Después de las lluvias íbamos siempre a ver el río crecido. Nos llamábamos por teléfono o nos pasábamos a buscar. Caminábamos por calle Alberdi en grupos de tres o cuatro y nos acercábamos al puente que de a poco se iba llenando de gente. Todos iban a ver la crecida, no sé si el agua nos calmaba o era la posibilidad del desastre lo que nos atraía. El juego era descubrir las cosas que el río arrastraba. Los troncos eran lo más común; a veces quedaban atrapados en los remolinos y los veíamos hundirse y volver a salir en ese círculo constante hasta que lograban escapar, y nosotros nos asomábamos al otro lado del puente y decíamos: “Mirá donde va”, mientras el tronco se perdía en las curvas del paisaje.

Podíamos estar horas viendo la crecida, la naturaleza tenía todavía el poder de sorprendernos, éramos capaces de distinguir detalles que hoy ya no podría, teníamos el ojo entrenado para ver lo nuevo, la belleza de lo que sucedía, como una narrativa del instante, sin necesidad de la espera por lo que pueda suceder a continuación. Lo bueno, lo hermoso, estaba sucediendo y era simple. Cualquier objeto, una ojota, digamos, nos alcanzaba para construir la historia de alguien que había vivido río arriba. Como los astrónomos, que recomponen la historia de las estrellas por los rayos de luz que llegan a la tierra millones de años después, nosotros reconstruíamos la historia de la familia que había subestimado el aviso de los bomberos, sesenta kilómetros río arriba, y tuvo que salir de raje con lo puesto, y en la estampida habían olvidado esa ojota.

Sólo hablábamos para referirnos a las crecidas anteriores, para mantenerlas en la memoria, fotos mentales del río pasando por sobre el puente de hierro, en los tiempos en que el puente era nuevo.

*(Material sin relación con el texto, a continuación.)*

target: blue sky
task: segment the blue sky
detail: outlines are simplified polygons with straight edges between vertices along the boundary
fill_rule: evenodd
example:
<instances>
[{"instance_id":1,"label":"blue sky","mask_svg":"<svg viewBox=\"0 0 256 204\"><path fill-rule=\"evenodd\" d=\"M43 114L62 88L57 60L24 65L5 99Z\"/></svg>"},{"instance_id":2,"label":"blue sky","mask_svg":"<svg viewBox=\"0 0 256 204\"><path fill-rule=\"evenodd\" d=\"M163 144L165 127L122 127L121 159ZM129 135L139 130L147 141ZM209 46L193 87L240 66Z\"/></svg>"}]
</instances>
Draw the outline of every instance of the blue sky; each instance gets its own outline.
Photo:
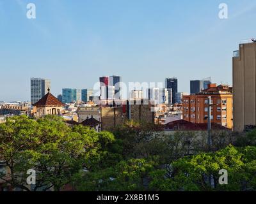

Era como una conexión, un túnel en el espacio-tiempo con todas las otras crecidas, el fantasma de los autos flotando por Avenida Constitución, la barranca caída, los ranchos de la villa La Colmena yéndose río abajo. Saber la historia del río te hacía pertenecer, era la manera en que entendíamos que todos habíamos sido traídos hasta ahí por el agua, de una u otra forma.

En los días siguientes, cuando iba bajando el agua, quedaban las marcas sobre la costa, la basura que indicaba el límite hasta donde había llegado y los árboles arrancados de raíz. Todo era un punto de referencia que usaríamos en las nuevas historias. “Ahí había un sauce llorón que se llevó la última crecida”, le íbamos a decir a los parientes de afuera. “¿Se acuerdan la vez que el agua tapó el arco de la canchita?”.

Cuando está manso, dormido, el río no parece capaz de todo eso, pero nosotros sabemos que sí. Nosotros sabemos que el río siempre sueña con llevarse todo.